Am/Im/Bei Gericht

Als ich Montag aufstand, ahnte ich noch nicht, dass es eine sehr spannende Woche werden sollte. Bis mittags mein Telefon hektisch klingelte…

Am anderen Ende der Leitung ertönte die Stimme eines befreundeten Redakteurs der städtischen Lokalzeitung. Nach ein bisschen Small Talk kam er denn auch auf den Punkt: Ob ich am Mittwoch im Landgericht sein könne um zu zeichnen? An diesem Tag sollte in Kiel der Prozess gegen einen Mann starten, der im Mai in Kiel-Dietrichsdorf einen Rentner getreten hatte, sodass dieser mit dem Kopf aufschlug und nach ein paar Tagen im Koma schließlich verstarb.

Ich zögerte – um ehrlich zu sein, war ich an diesem Mittag noch nicht sonderlich wach, um klar genug zu denken. Ich zweifelte also erst einmal an, dass ich für diesen Job überhaupt geeignet war. Schließlich hatte ich noch nie am lebenden Objekt gezeichnet, schon gar nicht in freier Wildbahn. Das alles ficht den Schreibspecht nicht an, und so ließ ich mich breitschlagen.
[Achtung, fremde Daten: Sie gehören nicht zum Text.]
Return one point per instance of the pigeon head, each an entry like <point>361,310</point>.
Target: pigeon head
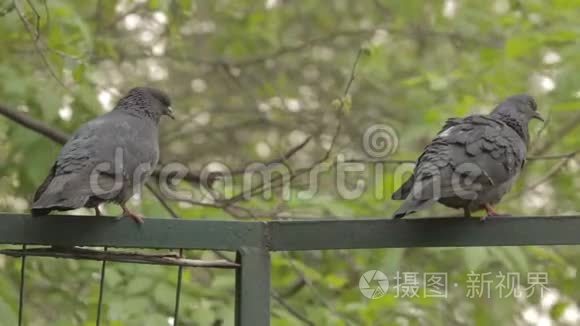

Also machte ich mir panisch Gedanken, wie so ein Einsatz als Gerichtszeichner überhaupt funktioniert. Was wollen die sehen? Was muss ich mitnehmen? Wie ist das überhaupt in so einem Gericht? Was darf ich da und was nicht? Und wie komme überhaupt dahin? Ich war… leicht verplant.

In der Nacht vor dem Termin schlief vor lauter Aufregung fast gar nicht (ja, ist bekloppt, aber bei mir normal), sodass ich mich arg unausgeschlafen auf den Weg zum Kieler Landgericht am Schützenwall machte, den Kopf voller Gedanken, was mich wohl erwarten würde. Bisher kannte ich das Landgericht, wie auch Gerichte allgemein, nur aus dem Fernsehen, sowohl real als auch fiktional.

Als ich das Landgericht betrat, gab es zunächst eine Schleuse mit zwei, drei Justizbeamten, die sich freundlich und entspannt um die Besucher kümmerten. Einmal in die Tasche gucken, durch die Schleuse gehen, fertig. Nebenbei beantworteten sie noch alle meine doofen Fragen (Wo muss ich hin? Und darf ich da zeichnen??), sodass ich dann mit als eine der ersten vor dem Saal 232 rumgammelte. Nach und nach gesellten sich noch weitere Besucher, die Leute von der Presse und auch die ersten Prozessbeteiligten, in diesem Fall die Familie des Getöteten als Nebenkläger nebst Begleitung dazu. Diese wurden schon vor dem Einlass von den Schreiberlingen befragt, wie auch andere Besucher, quasi klassisches Farmen von Infos. Ich möchte fast behaupten, dass die Leute von der Presse mit die größte Gruppe im kleinen Saal stellten. Als die Türen aufgeschlossen wurden, besetzten sie auch sofort die vordersten Reihen, sodass ich am Ende zwischen R.SH und schreibender Zunft vorne saß, direkt an der Seite der Nebenkläger. Solange der Angeklagte noch nicht im Saal war, durfte noch fotografiert werden, sodass in der Mitte des Saals ein eifriges Treiben von Fotografen und NDR-Fernsehteam herrschte.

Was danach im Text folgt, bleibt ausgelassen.